そうして、グレゴリーが選んだ答えは、どこまでも少年らしいまっすぐな道だった。
「……父上。ライニールさまと並ぶナギの姿を見て、あなたの子ではないと言えますか? 彼女の髪も瞳も、そっくりそのままあなたのものだ。それでもあなたが認めないとおっしゃるのであれば、ぼくはこの場でマクファーレン公爵家の継承権を放棄します!」
唐突な彼の宣言に、その場が大きなざわめきに包まれる。それまでひたすら唖然としていた公爵夫妻が、憤然と口を開いた。
「グレゴリー! 何をバカなことを言い出すのだ! おまえはただ、私の後を継ぐことだけを考えていればいい!」
「そうですよ、グレゴリー! くだらない過去のことなど、どうでもよいでしょう! 今はあなたが、あなたこそがマクファーレン公爵家唯一の後継者なのです! そのような愚かなことを口にするなど、母は断じて許しませんよ!」
こんなときでも、足取りだけは優雅に近づいてきた公爵夫妻に、グレゴリーの顔色がますます悪くなる。おそらく今までの彼にとって、両親は絶対的な支配者だったのだ。そう簡単に、その呪縛から逃れられるものではない。
しかし、公爵夫妻が体を強張らせたグレゴリーの前にたどり着く前に、すいと彼らの間に歩み出た者がいる。
ナギだ。
彼女はライニールが制止するより先に、大きく振りかぶった右手で、マクファーレン公爵の頬を力いっぱい張り飛ばした。その衝撃に公爵の首がのけぞるのと同時に、涼やかな鈴の音にも似た魔力の共鳴音が、中庭いっぱいに幾重にも響き渡る。
リィン、リン、リィン……と、まるでその場を祝福するような美しい音の中、グレゴリーを背後に庇ったナギがにこりと笑う。共鳴した魔力の波動に浮かぶ彼女の金髪が、柔らかな光そのもののように美しく舞い踊る。
「ごきげんよう、マクファーレン公爵。そして、はじめまして。――お父さま、とはお呼びいたしませんわ。わたしがそう呼ぶのは、これから何があってもわたしを守るとおっしゃってくださった、とっても優しくて素敵なお兄さまだけですもの」
そのとき、片手で額を抑えたライニールが天を仰いだのは、「あーあ、やっちまった……」だったのか、「おれの妹、超尊い……」だったのかは、本人のみが知るところだろう。
シークヴァルトは、ナギの思い切りのよさにあやうく噴き出すところだったが、どうにか平静を保って様子を窺う。
張り飛ばされた頬に触れたまま硬直したマクファーレン公爵を、氷のような目で冷たく一瞥したナギは、グレゴリーを振り返ってほほえんだ。

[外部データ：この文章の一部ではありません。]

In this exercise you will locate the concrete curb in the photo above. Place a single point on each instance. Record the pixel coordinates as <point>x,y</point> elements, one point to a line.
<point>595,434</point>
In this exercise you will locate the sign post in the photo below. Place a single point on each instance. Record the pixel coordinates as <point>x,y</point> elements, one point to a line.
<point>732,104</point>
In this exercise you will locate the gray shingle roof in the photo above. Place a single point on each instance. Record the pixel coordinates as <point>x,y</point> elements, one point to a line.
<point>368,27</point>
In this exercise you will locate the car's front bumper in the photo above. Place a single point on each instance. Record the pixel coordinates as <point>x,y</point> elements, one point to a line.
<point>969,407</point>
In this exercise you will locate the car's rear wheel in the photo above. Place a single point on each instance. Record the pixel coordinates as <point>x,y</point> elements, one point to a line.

「ありがとうございます、グレゴリー。わたしは……わたしたちは、あなたのお気持ちだけで充分です。公爵ご夫妻は、あなたからのこれほど必死のお願いでさえ、歯牙にも掛けてくださらなかった。彼らは、ご自分たちのされたことを、きっと何ひとつ後悔も反省もしていらっしゃらない。そんな方々に、口先だけの謝罪をされたところで虚しいだけですもの」
「ナ、ギ……っ、ぼく、は……」
グレゴリーの両目から、大粒の涙がぼろぼろとこぼれ落ちる。ナギはそんな彼の震える手を取り、そっと両手でそれを包み込む。
「大丈夫です。あなたは、何も間違ったことはしていません。……それでも、ご両親の過ちを認めるだけでも、あなたはとても苦しかったでしょう。怖かったでしょう。ごめんなさい。あなたの気持ちに甘えて、辛いことをさせてしまいました」
「ご……め……っ、ぼく……もっと、ちゃんと……っ」
何度もしゃくり上げるグレゴリーの姿に、周囲にいる女性陣――学生の母親たちがみな涙ぐみ、痛ましげな視線を向ける。男性陣も、涙ぐんでこそいないものの、我が子と同世代の子どもの泣く姿に胸を痛めているようだ。教室でグレゴリーを励ましていたクラスメイトの女生徒たちなど、すでにボロ泣き状態である。
シークヴァルトは、公爵夫妻の様子を慎重に窺う。
(さて、これからどう出る? ナギと公爵の魔力は共鳴した。ライニールの言葉が真実だったことは、この場の全員が見届けた。おまけに、報道陣連中が今までのすべてを記録している。普通なら、ここで完全に終わりだろうが……)
「……っアアァアアアアッッ!! おまえェ! わたくしのグレゴリーから離れなさい! わたくしからオーブリーさまを奪っておきながら、今度は息子まで奪おうというの!?」
突然、ガラスを金属で引っ掻くような声で、公爵夫人――イザベラが絶叫した。そして彼女は、一般的な女性の倍はありそうな大きな体を揺らしながら、すさまじい勢いでナギとグレゴリーに向かって突進していく。
(おいおい……っ)
貴族の女性が、護身用に小さな刃物や魔導具を所持しているのは、さほど珍しいことではない。シークヴァルトも、そういったものを相手取る事態は想定していた。たとえマクファーレン公爵家の護衛たちが、全員束になって襲いかかってきたとしても、問題なく対処できる自信はあったのだ。
しかし、半ば正気を失ったような肥満体の女性が、血走った目をして自ら爆走してくるとなると――
「フブォッ!」
(……あ、スマン)
淑女らしからぬ濁音、そして地響きとともに、イザベラが地面に沈む。真っ赤なドレスがめくれ上がった格好のまま、ぴくぴくと痙攣する彼女の姿に、シークヴァルトはさすがに申し訳ない気分になった。
だが、これは不可抗力だ。何しろ、今のシークヴァルトは防御魔術も魔導具も、よほどの非常事態でなければ使うことができないのである。
よって、至極シンプルな対処方法――即ち、興奮した牛のような勢いで突っこんでくる相手の足を引っかけ、その場にすっ転がすしかなかったのだ。
結果、見事に空中を反転したイザベラは、その勢いと体重をすべて顔面で受け止める形で、景気よく地面に激突した。下が柔らかい芝生であったことが、辛うじて救いになっただろうか。もし彼女が着地したのが石畳の上だったなら、首の骨を折って即死していたかもしれない。
とはいえ、イザベラが止まったのは、ナギとグレゴリーからほんの数歩手前だ。もしあの勢いのまま突っこんでいれば、ふたりとも無事ではいられなかっただろう。
立ち上がって振り返れば、互いの手を握ったまま青ざめている弟妹を背に、ライニールが深く息を吐いていた。
「助かったよ、少年。きみがあと一秒遅ければ、おれは公爵夫人を殺していた。ありがとう」
「……いえ。咄嗟に、ヤバいと思っただけなんで」
心から安堵したようなライニールの言葉は、ただの事実だ。
ナギの前で、彼に人殺しをさせるようなことにならなくて、本当によかった。
パーとグーのどちらで行こうか、寸前まで悩んだやつです。